Jeffrey B. Fager is an American television producer who is the former chairman of CBS News and former executive producer of 60 Minutes.

Biography

Fager was born in Wellesley, Massachusetts, to an Episcopalian family, the son of Margaret and Charles Anthony Fager. He graduated from Colgate University in 1977. He began his career in broadcast news in Boston and joined CBS News in 1982 from San Francisco, California, station KPIX-TV, where he was a broadcast producer.
Fager was Executive Producer of the CBS Evening News from 1996 to 1998 and held senior and field producer positions for that and other CBS News programs, including 60 Minutes. He left the Evening News in 1998 to become the first executive producer of 60 Minutes II. In June 2004, he assumed the position of Executive Producer of 60 Minutes.
In February 2011, it was announced that Fager would lead the news division of CBS as Chairman of CBS News, a newly created position.
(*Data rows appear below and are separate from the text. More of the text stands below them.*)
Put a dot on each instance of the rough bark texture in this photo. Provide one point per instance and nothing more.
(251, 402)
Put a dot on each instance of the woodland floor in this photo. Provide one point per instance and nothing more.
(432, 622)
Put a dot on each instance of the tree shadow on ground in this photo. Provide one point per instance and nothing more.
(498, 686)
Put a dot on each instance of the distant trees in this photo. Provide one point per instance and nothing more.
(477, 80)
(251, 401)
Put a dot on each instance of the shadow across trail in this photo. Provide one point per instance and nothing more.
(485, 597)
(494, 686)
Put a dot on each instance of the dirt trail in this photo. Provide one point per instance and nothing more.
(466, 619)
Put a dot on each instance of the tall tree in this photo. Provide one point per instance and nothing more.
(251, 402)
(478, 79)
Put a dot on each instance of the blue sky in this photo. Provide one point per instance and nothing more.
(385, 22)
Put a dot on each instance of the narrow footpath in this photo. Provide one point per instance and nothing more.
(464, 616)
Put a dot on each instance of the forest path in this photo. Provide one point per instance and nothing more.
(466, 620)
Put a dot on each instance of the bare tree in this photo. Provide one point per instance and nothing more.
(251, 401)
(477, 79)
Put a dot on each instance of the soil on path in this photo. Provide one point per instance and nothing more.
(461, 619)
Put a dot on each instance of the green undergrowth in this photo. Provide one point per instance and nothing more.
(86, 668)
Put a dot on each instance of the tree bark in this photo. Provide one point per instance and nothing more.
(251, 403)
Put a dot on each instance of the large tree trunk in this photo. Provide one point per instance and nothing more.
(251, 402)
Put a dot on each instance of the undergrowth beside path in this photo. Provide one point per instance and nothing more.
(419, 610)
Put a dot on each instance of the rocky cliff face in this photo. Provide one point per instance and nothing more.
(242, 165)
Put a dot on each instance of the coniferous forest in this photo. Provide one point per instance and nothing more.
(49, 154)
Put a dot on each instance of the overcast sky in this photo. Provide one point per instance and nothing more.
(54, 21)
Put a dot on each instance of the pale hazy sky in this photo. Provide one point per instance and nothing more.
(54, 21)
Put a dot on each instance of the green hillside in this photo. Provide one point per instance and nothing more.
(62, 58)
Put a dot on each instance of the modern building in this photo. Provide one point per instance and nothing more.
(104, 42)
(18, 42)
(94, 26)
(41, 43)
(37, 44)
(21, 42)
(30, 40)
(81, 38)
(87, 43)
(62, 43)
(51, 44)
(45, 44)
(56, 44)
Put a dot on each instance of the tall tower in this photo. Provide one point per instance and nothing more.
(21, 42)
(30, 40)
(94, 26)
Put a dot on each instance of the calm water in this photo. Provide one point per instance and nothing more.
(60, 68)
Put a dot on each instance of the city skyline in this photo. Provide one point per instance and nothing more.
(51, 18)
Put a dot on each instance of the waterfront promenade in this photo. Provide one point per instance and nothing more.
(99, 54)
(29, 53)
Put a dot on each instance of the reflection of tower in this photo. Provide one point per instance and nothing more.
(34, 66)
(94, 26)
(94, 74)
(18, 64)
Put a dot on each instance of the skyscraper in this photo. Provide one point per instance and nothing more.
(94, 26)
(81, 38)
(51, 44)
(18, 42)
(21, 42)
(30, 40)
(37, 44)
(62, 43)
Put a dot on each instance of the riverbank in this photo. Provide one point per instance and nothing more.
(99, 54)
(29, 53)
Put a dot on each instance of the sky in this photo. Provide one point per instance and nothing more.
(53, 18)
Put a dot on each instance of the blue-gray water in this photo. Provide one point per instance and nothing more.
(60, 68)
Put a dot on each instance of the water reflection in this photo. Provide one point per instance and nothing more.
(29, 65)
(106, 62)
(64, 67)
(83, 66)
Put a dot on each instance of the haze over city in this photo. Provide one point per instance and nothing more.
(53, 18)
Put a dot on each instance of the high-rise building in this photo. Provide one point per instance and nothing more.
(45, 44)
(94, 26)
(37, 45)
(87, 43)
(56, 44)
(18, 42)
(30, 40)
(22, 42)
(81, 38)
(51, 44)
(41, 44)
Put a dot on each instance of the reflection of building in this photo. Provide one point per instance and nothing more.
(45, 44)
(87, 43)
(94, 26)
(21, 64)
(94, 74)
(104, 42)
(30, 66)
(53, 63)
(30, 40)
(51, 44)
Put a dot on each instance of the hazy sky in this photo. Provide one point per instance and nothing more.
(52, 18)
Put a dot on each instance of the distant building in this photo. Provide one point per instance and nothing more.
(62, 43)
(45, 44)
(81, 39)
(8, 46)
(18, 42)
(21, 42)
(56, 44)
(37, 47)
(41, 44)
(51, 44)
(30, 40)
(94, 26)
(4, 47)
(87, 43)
In tandem with the newly appointed president, David Rhodes, Fager would head CBS News while continuing to executive produce 60 Minutes.
After stepping in as Chairman of CBS News, Fager said he would "restore CBS News to where it should be, where it needs to be", using the original reporting and storytelling of 60 Minutes as a benchmark for its other news programs.
On January 1, 2015, Fager stepped down as chairman but continued in his executive producer role of 60 Minutes until his 2018 departure from CBS News. David Rhodes continued to serve as President of the CBS News Division.

Personal life

Fager is married to Melinda Wooster; they live in New Canaan, Connecticut, with their three children.

Controversy

In 2018, nineteen current and former CBS employees told The New Yorker that Fager allowed harassment in the news division. Six former employees also told the magazine that while inebriated at company parties, he touched employees in ways that made them uncomfortable.
Fager left CBS News on September 12, 2018. CBS News reported that Fager had sent a threatening text message to Jericka Duncan, one of the network's correspondents, when she sought his response to the report in The New Yorker.